The need of personality tests and psychological evaluations will crackdown the rise of “narcissism” among clergymen.
The director of the church’s Ministry Division, Julian Hubbard, stated that the tests could also be a “useful tool in helping candidates grow in self-awareness”.
Though various tests like group discussions, questionnaire, written and oral exercises are already in use for the assessments by Church of England.
Hubbard reiterated that there is need for more vetting of clergymen, especially with the controversy of sexual abuse of minors by clergymen.
He added that: “This has been given added focus by the Independent Inquiry into Child Sexual Abuse and the requirement to provide greater assurance on the effectiveness of the selection process.

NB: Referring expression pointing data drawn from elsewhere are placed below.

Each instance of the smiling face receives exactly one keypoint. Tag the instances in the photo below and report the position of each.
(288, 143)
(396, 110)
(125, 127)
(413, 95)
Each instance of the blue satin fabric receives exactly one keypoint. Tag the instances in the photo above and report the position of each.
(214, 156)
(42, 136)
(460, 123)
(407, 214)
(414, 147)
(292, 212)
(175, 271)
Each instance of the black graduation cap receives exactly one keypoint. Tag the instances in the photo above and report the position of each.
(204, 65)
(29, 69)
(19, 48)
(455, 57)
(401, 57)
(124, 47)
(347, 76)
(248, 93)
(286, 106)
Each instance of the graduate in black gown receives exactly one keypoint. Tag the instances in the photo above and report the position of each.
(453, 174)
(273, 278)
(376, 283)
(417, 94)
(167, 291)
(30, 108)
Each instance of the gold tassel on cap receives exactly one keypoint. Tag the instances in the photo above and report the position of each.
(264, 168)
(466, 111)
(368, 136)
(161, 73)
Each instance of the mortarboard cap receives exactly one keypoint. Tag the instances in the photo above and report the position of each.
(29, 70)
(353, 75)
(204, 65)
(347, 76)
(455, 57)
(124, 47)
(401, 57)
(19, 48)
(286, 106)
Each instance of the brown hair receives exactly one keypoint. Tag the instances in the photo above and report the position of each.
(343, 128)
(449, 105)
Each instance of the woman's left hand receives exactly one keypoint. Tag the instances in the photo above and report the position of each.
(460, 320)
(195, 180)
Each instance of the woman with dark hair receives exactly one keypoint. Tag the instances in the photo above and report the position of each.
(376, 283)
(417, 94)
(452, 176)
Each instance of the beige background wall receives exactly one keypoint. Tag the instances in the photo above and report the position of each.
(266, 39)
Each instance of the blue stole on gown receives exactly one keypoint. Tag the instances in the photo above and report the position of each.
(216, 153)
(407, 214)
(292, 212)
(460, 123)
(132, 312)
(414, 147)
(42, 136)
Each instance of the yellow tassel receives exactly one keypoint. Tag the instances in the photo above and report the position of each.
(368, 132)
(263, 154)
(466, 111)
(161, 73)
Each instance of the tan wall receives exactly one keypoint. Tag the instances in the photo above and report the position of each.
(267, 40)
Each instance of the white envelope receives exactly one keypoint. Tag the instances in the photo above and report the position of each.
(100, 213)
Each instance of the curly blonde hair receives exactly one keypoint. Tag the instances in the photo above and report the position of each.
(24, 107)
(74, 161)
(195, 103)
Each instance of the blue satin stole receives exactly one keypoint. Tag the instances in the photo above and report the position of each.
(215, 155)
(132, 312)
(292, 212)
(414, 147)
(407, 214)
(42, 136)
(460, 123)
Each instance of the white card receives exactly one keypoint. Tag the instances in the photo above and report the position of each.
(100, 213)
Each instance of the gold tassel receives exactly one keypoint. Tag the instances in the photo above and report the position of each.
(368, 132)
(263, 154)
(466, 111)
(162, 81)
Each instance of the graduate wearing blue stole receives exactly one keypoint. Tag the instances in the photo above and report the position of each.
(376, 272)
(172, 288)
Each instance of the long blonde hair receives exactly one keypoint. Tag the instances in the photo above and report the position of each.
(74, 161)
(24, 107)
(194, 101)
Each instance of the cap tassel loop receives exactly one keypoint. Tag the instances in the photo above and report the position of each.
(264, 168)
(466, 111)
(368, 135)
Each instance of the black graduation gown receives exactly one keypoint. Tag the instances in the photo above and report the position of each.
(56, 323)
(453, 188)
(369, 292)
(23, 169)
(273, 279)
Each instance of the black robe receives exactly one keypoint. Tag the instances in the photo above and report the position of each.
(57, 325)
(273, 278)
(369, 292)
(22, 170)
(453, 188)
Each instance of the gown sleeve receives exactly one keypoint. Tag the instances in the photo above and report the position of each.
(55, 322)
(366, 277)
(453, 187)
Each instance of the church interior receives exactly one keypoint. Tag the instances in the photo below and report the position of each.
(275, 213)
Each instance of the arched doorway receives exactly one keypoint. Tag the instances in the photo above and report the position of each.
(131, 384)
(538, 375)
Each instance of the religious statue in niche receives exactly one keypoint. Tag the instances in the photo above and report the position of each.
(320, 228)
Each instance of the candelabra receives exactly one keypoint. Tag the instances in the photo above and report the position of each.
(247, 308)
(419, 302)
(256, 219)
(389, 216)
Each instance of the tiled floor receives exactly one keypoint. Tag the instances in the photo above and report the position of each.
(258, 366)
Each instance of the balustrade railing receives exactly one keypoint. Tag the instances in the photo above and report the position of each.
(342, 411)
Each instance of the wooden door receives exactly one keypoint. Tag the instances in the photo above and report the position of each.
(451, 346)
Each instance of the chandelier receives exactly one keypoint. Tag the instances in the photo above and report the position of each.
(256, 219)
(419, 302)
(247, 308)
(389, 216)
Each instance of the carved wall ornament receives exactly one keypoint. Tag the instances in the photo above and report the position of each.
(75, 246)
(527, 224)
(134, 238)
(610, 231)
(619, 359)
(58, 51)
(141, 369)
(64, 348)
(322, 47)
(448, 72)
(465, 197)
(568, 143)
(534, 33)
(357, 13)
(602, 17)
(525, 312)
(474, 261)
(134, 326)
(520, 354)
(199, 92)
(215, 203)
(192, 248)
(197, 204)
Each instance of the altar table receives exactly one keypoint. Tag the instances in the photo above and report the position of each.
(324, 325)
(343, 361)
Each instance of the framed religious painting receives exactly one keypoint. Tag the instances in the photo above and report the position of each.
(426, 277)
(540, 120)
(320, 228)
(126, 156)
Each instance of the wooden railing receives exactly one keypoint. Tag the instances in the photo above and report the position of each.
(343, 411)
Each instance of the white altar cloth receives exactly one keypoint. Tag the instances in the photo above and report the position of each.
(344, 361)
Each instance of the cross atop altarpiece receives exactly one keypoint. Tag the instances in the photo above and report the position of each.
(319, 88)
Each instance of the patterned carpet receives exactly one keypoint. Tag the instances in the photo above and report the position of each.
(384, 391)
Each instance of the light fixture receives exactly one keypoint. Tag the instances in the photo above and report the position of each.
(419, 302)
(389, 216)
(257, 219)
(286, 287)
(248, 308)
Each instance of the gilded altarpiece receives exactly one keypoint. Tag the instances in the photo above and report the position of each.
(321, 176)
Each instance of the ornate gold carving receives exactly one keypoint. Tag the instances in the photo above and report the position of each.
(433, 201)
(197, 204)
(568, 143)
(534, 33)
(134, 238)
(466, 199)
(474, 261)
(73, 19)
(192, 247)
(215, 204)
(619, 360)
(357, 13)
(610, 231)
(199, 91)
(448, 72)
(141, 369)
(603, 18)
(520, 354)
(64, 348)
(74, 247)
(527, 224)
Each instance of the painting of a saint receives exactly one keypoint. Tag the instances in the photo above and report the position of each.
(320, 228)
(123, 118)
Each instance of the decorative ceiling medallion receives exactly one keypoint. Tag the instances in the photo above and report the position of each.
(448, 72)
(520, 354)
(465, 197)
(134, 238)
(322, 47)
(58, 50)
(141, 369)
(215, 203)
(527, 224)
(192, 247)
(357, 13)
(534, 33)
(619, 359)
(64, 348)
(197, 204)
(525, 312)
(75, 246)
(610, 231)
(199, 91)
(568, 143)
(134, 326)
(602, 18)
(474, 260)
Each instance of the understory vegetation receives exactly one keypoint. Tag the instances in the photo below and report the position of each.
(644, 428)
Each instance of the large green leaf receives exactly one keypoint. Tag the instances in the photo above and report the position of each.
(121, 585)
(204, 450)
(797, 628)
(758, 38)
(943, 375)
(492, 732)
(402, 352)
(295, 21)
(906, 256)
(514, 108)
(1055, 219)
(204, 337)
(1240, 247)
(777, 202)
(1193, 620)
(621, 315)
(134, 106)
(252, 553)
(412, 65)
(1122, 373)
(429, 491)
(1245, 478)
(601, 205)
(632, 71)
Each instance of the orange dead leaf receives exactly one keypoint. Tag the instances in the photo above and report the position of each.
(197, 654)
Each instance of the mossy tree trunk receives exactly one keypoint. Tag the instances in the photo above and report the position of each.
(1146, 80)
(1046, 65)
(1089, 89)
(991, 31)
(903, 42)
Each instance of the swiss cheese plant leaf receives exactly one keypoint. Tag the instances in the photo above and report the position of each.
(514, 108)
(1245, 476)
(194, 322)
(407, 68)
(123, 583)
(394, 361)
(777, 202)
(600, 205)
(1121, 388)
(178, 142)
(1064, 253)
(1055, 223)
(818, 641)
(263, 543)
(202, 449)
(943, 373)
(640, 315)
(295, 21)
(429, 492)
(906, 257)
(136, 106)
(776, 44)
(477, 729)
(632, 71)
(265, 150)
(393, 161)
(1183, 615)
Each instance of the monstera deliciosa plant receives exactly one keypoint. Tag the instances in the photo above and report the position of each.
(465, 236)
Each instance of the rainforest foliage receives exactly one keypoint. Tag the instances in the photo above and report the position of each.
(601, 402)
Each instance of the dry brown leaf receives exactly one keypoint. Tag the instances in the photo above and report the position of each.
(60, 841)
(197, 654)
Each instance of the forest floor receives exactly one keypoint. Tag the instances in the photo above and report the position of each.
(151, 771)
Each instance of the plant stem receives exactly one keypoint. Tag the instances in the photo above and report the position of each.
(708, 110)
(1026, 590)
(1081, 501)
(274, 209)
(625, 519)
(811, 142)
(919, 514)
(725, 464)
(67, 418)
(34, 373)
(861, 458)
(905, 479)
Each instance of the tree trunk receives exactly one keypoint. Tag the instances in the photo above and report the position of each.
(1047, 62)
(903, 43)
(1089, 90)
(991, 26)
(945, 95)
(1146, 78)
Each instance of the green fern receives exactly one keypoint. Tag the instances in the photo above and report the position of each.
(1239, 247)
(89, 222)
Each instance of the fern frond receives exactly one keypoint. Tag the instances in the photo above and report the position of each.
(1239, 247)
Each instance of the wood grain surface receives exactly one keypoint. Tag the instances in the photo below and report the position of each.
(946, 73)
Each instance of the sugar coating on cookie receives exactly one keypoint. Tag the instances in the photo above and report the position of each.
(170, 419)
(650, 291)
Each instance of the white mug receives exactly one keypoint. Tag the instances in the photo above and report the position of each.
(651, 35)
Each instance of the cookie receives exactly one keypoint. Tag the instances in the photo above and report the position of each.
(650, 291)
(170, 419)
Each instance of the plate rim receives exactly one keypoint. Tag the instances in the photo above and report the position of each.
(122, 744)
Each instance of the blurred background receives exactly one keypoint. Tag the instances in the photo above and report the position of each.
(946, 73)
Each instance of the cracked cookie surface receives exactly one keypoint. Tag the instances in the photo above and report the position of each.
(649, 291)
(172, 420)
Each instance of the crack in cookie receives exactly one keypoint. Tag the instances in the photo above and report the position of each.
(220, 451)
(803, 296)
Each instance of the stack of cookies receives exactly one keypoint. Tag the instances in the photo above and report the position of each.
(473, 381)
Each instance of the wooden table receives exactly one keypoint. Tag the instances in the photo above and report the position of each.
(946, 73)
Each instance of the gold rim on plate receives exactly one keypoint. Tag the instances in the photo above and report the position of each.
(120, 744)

So we are examining its potential as a means to identify candidates who might pose a risk to others,”
“But this is not only about safeguarding,” Hubbard added. “It is vital to use all means available to find people with the right skills and aptitudes for this unique, but very challenging, calling.”
The Telegraph reported that clergy are in positions of power, which has made some of them to misuse it, making narcissism as one of the biggest red flags in the church.
Over 30% of clergy in Canada Protestant Churches met the criteria for Narcissistic Personality Disorder, according to a book Let Us Prey: The Plague of Narcissist Pastors and What We Can Do about It, a book by North American researchers R. Glenn Ball and Darrell Puls.
Mark Vernon, a psychotherapist and former Church of England priest, said narcissists are attracted to power, adding that Church leaders in the U.K. want to make sure narcissism isn’t allowed to spread in their country either.
“The church offers a particular route which would appeal to some who like the entitlement – you’re called a reverend, you sit in high places, you wear special clothes, you’re seen as authoritative, you have captive audiences, you’re spiritually elite – whatever it might be, people get drawn to that way of trying to cope with that sense of self-dissatisfaction,” he told The Telegraph.